Your upstream power levels are fine. An attenuator literally won't do anything to your connection except add one more source of impedance mismatch, thus having your modem distort its upstream carrier waveforms even more to overcome the new impedance. You can have them at 30 dbmv and it won't effect packetloss (as long as there is no noise on your drop or house wiring). As long as your modem is transmitting enough power to reach the CMTS around 0, its fine (you dont want it above 49 though or below 28 but that is a technical write up for another day which gets into group delay issues).
As to your upload issue, cox can only guarantee your speeds within its network. Remember, you are only testing using a single source. You are given 30 up on your plan which included multiple sources. Number of hops and distance you're testing to or uploading to effects the speed your can transfer at. You also have to remember the upstream is a small slice of bandwidth in a node (120 mbps max throughput with 4 upstream carriers at 64 QAM, but really 100 mbps when you take in overheard and how the upstream uses A-TDMA) and packets are prioritized with tags. VOIP on MTAs get the top priority, then other real time streaming such as videoconferencing and so on and so forth with ICMP (ping tests) having the lowest.
The only things really that can effect your upstream speeds within cox's immediate network is noise or congestion.
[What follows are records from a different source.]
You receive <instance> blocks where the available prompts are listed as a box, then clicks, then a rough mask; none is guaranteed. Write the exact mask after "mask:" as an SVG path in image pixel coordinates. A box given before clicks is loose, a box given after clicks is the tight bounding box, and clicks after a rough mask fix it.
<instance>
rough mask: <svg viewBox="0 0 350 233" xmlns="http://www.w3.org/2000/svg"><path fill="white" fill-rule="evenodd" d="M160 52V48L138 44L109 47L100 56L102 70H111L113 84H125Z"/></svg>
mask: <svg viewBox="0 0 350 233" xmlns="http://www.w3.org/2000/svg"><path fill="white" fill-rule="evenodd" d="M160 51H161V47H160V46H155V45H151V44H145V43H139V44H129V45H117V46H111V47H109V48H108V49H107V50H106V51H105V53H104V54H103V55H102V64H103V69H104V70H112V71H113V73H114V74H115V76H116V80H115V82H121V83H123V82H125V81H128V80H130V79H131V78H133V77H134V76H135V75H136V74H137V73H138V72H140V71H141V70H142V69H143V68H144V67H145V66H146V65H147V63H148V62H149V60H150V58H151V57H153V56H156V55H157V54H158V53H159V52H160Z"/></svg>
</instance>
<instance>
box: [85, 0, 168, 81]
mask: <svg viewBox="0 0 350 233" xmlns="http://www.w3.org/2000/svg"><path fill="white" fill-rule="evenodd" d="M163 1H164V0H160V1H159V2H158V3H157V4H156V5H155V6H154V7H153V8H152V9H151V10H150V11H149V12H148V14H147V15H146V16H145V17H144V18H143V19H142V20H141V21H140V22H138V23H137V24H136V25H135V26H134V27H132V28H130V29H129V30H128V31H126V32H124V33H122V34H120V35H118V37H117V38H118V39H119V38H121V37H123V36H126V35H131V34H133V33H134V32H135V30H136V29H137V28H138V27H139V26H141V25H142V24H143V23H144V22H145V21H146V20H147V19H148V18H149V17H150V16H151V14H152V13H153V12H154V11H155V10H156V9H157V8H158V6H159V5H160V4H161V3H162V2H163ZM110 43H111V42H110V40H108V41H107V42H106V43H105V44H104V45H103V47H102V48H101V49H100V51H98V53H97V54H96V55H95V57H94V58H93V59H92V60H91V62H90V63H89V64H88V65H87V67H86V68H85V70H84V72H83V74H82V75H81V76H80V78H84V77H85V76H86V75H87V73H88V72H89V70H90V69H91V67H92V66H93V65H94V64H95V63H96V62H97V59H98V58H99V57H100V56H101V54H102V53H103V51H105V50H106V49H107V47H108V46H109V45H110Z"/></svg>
If you are getting your full upload speeds when testing to a local server either in Cox's network or in the local vicinity, then likely there is nothing crazy going on in the network. If you still feel like you're getting juked out of your speeds to an outside source, you can try to get an engineer to ensure the backend and backhaul routers are in good health (and 99.999% of the time they are).
Just my 2 cents. If anyone would like to point out an error on my part, please feel free.